Toda poesia vai fazer chover no piquenique da poesia brasileira. A obra de Leminski é muito mais importante que parecia, a se avaliar apenas pelos registros que ficaram de companheiros de jornada. Ao reunir a produção integral do autor, o livro revela que Paulo Leminski, talvez escondido pelo charme destrutivo de sua vida, é um criador que ainda não foi lido como merece. Em outras palavras, não foi lido como ele mesmo leu seus poetas de eleição. Os ensaios de Paulo Leminski, que cobram também reunião urgente, deram vazão a um método único, feito de paixão, comunicação direta e revelações epifânicas sobre o trabalho de autores como John Lennon, John Fante, James Joyce, Samuel Beckett, Mishima e Bashô, entre outros.

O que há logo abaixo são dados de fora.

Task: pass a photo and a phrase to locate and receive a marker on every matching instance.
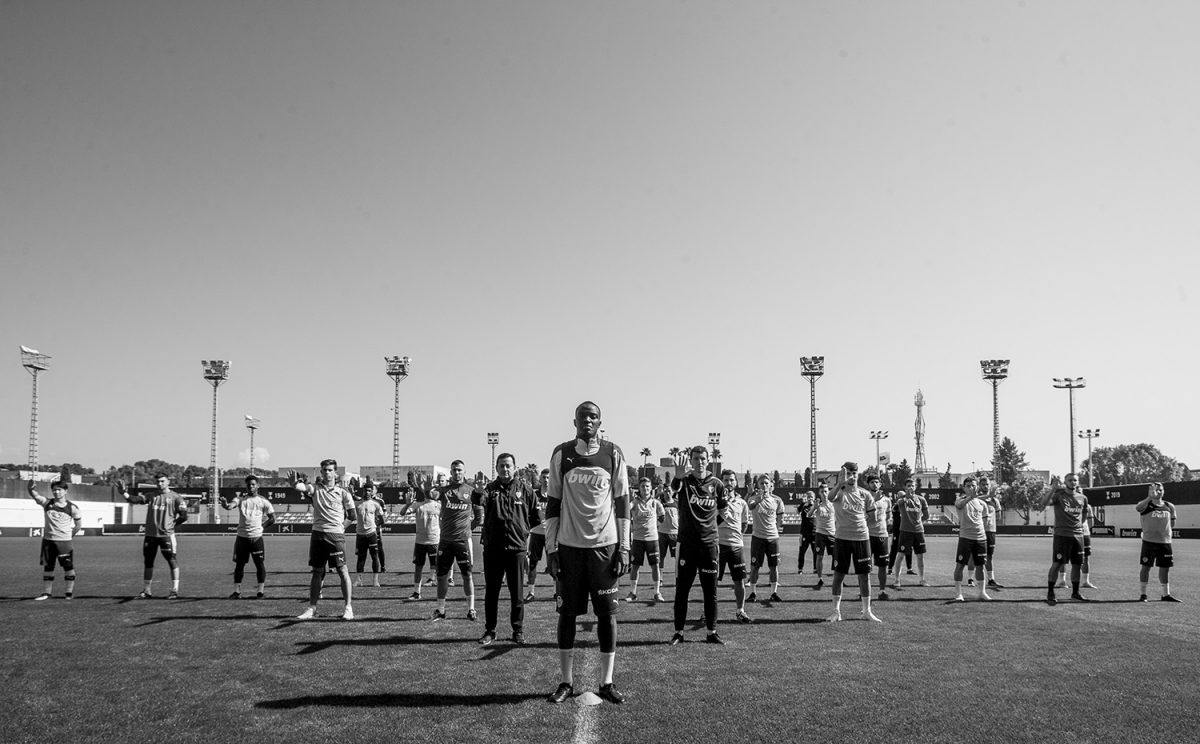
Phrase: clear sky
(657, 205)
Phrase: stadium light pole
(877, 437)
(493, 438)
(215, 372)
(36, 363)
(1090, 433)
(995, 370)
(397, 370)
(252, 425)
(813, 367)
(1071, 384)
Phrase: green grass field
(205, 669)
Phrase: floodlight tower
(813, 367)
(995, 370)
(1071, 384)
(493, 438)
(1090, 433)
(252, 425)
(216, 372)
(877, 437)
(35, 361)
(919, 426)
(397, 370)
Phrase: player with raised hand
(879, 528)
(852, 550)
(587, 544)
(972, 539)
(1071, 514)
(63, 521)
(165, 511)
(645, 514)
(331, 507)
(509, 511)
(767, 511)
(701, 503)
(913, 515)
(823, 529)
(255, 513)
(1157, 522)
(731, 547)
(461, 513)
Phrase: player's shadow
(399, 700)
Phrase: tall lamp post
(35, 361)
(252, 426)
(877, 437)
(493, 438)
(397, 370)
(1090, 433)
(1071, 384)
(813, 367)
(995, 370)
(215, 372)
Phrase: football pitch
(207, 669)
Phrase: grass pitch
(205, 669)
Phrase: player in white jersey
(645, 514)
(63, 521)
(767, 511)
(587, 543)
(730, 543)
(253, 514)
(1157, 527)
(972, 537)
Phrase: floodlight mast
(215, 372)
(397, 370)
(35, 361)
(813, 367)
(1071, 384)
(252, 424)
(995, 370)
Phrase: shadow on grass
(399, 700)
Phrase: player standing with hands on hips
(587, 543)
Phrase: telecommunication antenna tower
(919, 465)
(35, 361)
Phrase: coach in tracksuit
(509, 511)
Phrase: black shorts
(423, 551)
(1068, 549)
(61, 552)
(165, 544)
(880, 550)
(971, 549)
(912, 541)
(363, 544)
(244, 549)
(537, 547)
(645, 551)
(583, 574)
(761, 549)
(1157, 553)
(450, 553)
(327, 549)
(852, 557)
(730, 557)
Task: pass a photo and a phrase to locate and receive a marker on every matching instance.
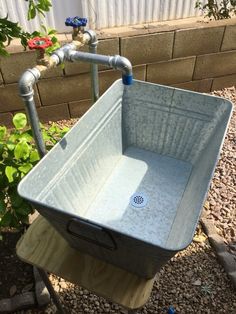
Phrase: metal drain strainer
(138, 200)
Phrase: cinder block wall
(192, 55)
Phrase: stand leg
(51, 291)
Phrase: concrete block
(65, 89)
(13, 67)
(53, 113)
(147, 48)
(106, 78)
(172, 71)
(224, 81)
(198, 41)
(78, 108)
(213, 65)
(6, 119)
(229, 40)
(106, 47)
(202, 86)
(10, 99)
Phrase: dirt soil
(193, 281)
(15, 276)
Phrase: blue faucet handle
(76, 21)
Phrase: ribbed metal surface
(155, 142)
(101, 13)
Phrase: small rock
(27, 287)
(12, 290)
(197, 282)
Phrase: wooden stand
(43, 247)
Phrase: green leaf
(34, 156)
(2, 206)
(44, 28)
(25, 168)
(16, 199)
(3, 132)
(54, 40)
(19, 121)
(10, 172)
(27, 137)
(25, 209)
(22, 150)
(52, 32)
(11, 145)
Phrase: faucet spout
(116, 62)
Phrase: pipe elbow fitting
(93, 42)
(63, 52)
(26, 82)
(123, 64)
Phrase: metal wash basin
(128, 182)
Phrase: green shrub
(18, 155)
(218, 10)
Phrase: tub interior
(157, 143)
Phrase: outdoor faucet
(68, 52)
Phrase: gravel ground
(221, 202)
(193, 281)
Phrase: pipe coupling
(26, 82)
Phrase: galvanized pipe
(116, 62)
(27, 80)
(94, 73)
(68, 53)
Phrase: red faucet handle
(39, 43)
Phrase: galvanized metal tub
(128, 182)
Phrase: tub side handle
(91, 233)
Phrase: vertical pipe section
(94, 73)
(26, 82)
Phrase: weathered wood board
(44, 247)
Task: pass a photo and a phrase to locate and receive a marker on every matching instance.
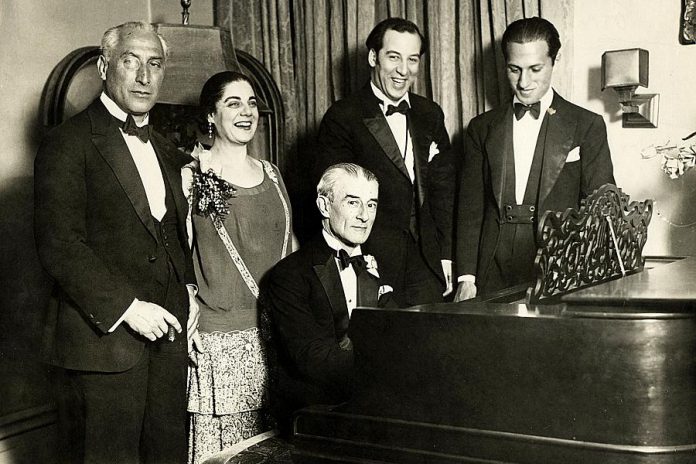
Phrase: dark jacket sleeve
(60, 215)
(310, 343)
(470, 206)
(442, 185)
(597, 168)
(335, 141)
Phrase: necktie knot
(131, 128)
(521, 109)
(400, 108)
(358, 261)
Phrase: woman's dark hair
(376, 38)
(214, 89)
(530, 30)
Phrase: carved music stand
(601, 241)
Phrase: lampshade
(625, 68)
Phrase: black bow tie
(533, 109)
(401, 108)
(130, 128)
(357, 261)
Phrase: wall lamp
(625, 70)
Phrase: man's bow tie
(533, 109)
(357, 261)
(130, 128)
(401, 108)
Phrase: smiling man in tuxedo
(536, 153)
(110, 222)
(313, 292)
(401, 137)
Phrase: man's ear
(102, 66)
(372, 58)
(323, 205)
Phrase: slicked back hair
(113, 36)
(329, 178)
(376, 38)
(530, 30)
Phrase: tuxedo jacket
(310, 316)
(355, 130)
(97, 239)
(564, 180)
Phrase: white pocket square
(432, 151)
(383, 290)
(573, 155)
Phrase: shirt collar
(545, 101)
(117, 112)
(336, 245)
(386, 100)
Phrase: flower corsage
(209, 193)
(371, 265)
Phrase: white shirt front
(145, 160)
(525, 133)
(148, 167)
(349, 280)
(399, 128)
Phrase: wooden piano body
(605, 373)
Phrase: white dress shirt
(349, 280)
(145, 161)
(525, 133)
(399, 128)
(148, 167)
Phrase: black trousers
(136, 416)
(514, 258)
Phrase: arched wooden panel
(196, 53)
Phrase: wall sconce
(624, 71)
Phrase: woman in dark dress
(241, 228)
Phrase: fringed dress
(228, 390)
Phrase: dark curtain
(315, 50)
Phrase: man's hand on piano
(465, 291)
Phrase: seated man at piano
(312, 292)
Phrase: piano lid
(670, 284)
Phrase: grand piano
(593, 363)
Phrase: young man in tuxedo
(536, 153)
(401, 137)
(110, 221)
(313, 291)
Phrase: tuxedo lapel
(377, 125)
(327, 272)
(498, 143)
(172, 173)
(108, 140)
(559, 141)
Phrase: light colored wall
(643, 24)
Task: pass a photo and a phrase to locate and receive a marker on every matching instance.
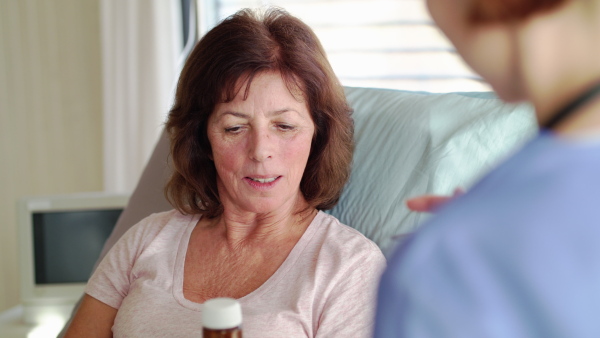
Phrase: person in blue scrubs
(518, 255)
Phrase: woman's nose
(261, 145)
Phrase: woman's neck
(243, 228)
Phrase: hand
(430, 203)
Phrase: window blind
(373, 43)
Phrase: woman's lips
(262, 182)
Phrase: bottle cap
(221, 313)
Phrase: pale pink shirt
(326, 287)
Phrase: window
(372, 43)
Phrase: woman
(516, 256)
(261, 140)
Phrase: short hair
(237, 49)
(489, 11)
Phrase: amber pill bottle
(222, 318)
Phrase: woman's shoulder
(154, 224)
(342, 238)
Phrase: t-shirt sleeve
(113, 276)
(350, 307)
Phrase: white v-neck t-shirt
(326, 287)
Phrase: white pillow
(412, 143)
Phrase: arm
(350, 307)
(430, 203)
(93, 319)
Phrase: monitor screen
(66, 244)
(60, 240)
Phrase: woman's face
(489, 49)
(260, 146)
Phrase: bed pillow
(412, 143)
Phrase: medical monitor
(61, 237)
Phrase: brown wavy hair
(235, 51)
(489, 11)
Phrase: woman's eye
(285, 127)
(233, 130)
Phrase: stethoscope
(572, 107)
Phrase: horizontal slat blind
(377, 43)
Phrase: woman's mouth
(263, 180)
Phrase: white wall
(50, 111)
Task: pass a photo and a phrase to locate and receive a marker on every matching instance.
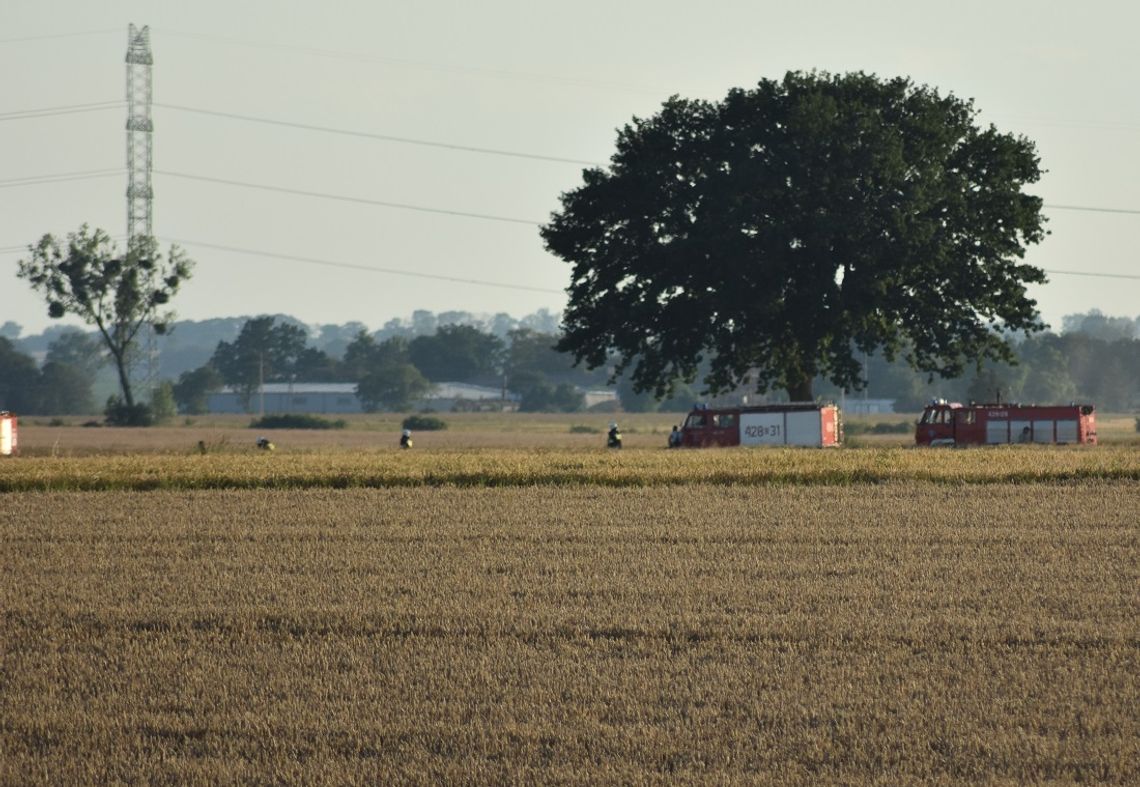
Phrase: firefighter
(613, 438)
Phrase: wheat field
(890, 629)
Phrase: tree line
(1094, 358)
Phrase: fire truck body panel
(945, 423)
(795, 424)
(9, 436)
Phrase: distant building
(599, 396)
(340, 398)
(868, 406)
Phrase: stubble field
(896, 616)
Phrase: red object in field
(9, 438)
(945, 423)
(784, 424)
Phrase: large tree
(784, 230)
(120, 294)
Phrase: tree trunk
(124, 379)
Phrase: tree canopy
(783, 232)
(120, 294)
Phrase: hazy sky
(548, 80)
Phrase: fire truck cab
(949, 423)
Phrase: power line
(63, 177)
(384, 137)
(1094, 210)
(1090, 273)
(63, 35)
(67, 110)
(382, 203)
(351, 266)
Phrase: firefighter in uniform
(613, 437)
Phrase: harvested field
(627, 468)
(895, 632)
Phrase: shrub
(294, 421)
(424, 423)
(119, 413)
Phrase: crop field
(538, 610)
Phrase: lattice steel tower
(139, 163)
(139, 134)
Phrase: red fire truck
(9, 438)
(804, 423)
(945, 423)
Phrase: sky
(357, 160)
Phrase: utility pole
(139, 165)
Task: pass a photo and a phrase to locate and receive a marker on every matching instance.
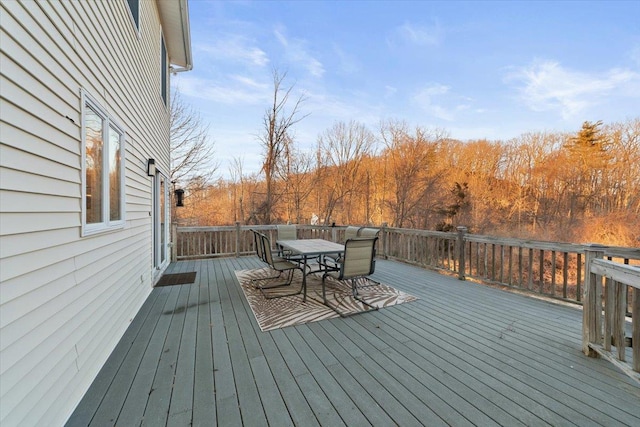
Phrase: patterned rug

Rigor sem rigidez A primeira constatação que a poesia de Leminski faz brilhar na mente do leitor é sua junção única entre o fortuito (há sempre um raio de descoberta) e o urdido (o poeta domina seus instrumentos com virtuosismo quase implacável). É tão sério que se torna divertido. É tão engraçado que nos convoca a inteligência de ir além do mero prazer da descoberta. Paulo Leminski não brinca de ser poeta, mas sabe que a poesia é a mais sublime das brincadeiras inventadas pelo homem. Uma atitude de rigor, um descompromisso com a rigidez.

Além das características internas, há um jogo de referências que dispõe os poemas em meio à cultura. Se a convivência com a herança clássica se revela em suas traduções de Petrônio e sua convivência com as vanguardas deixa marcas em seus dois romances (Catatau e Agora é que são elas), Leminski dá um passo além e se torna o grande mestre de cerimônias da poesia oriental, sobretudo dos hai-kais e da poética de Bashô. Há muitas sendas na poesia japonesa: a singeleza, o coloquialismo, a intuição, o senso de temporalidade, a espacialidade quase teatral, a metafísica do instante. Mas Leminski oferece ao leitor brasileiro o que há de mais original, o sentido religioso, iniciático, como se fazer poesia fosse uma das estradas de acesso ao sublime. Ao se dedicar ao caminho da poesia como arte zen, o poeta de Curitiba nos orientou para sempre.

A leitura dos poemas de Leminski é um corpo a corpo com a linguagem. E é sempre bom lembrar que em matéria de poesia, durante a vida do poeta, era esperada uma atitude política quase militante. Poesia existia para denunciar, para criar espírito de corpo, para fazer barricada. Com Leminski a política é mais embaixo. Maikoviskiano radical, ele atualiza a afirmação de que não há arte revolucionária sem forma revolucionária. O nosso poeta desafia, de uma vez só, dos conservadores da ética e da estética. De um lado, joga duro contra todas as formas de opressão, até aquelas apaziguadoras da arte que consola, como as canções de protesto e os poemas de circunstância. E responde: “Em la lucha de clases/ Todas las armas son buenas/ Pedras/ noches/ poemas”. De outro, incorpora um à vontade com o mundo que permite a expansão do ideal de militância da ideologia para a vida.

O próprio poeta, que era bom em títulos, deu a seu livro mais conhecido o nome de Caprichos e relaxos. Uma síntese que é um programa em perpétuo deslocamento. Há que caprichar para poder relaxar; sem relaxo, não há capricho que chegue. Toda poesia precisa agora convocar a reedição da prosa leminiskiana. Além dos artigos, ensaios, crônicas e romances, o poeta deixou quatro biografias de seus heróis mais queridos: Cruz e Sousa, Jesus, Bashô e Trotski. Um poeta negro simbolista, um profeta judeu revolucionário, um rônin autor de hai-kais e um revolucionário profeta. Como o poeta que lhes conta a vida, cada um deles precisou se tornar contemporâneo de si mesmo, inventar um tempo que os merecesse. Nosso ex-estranho Leminski sempre escolheu bem as companhias.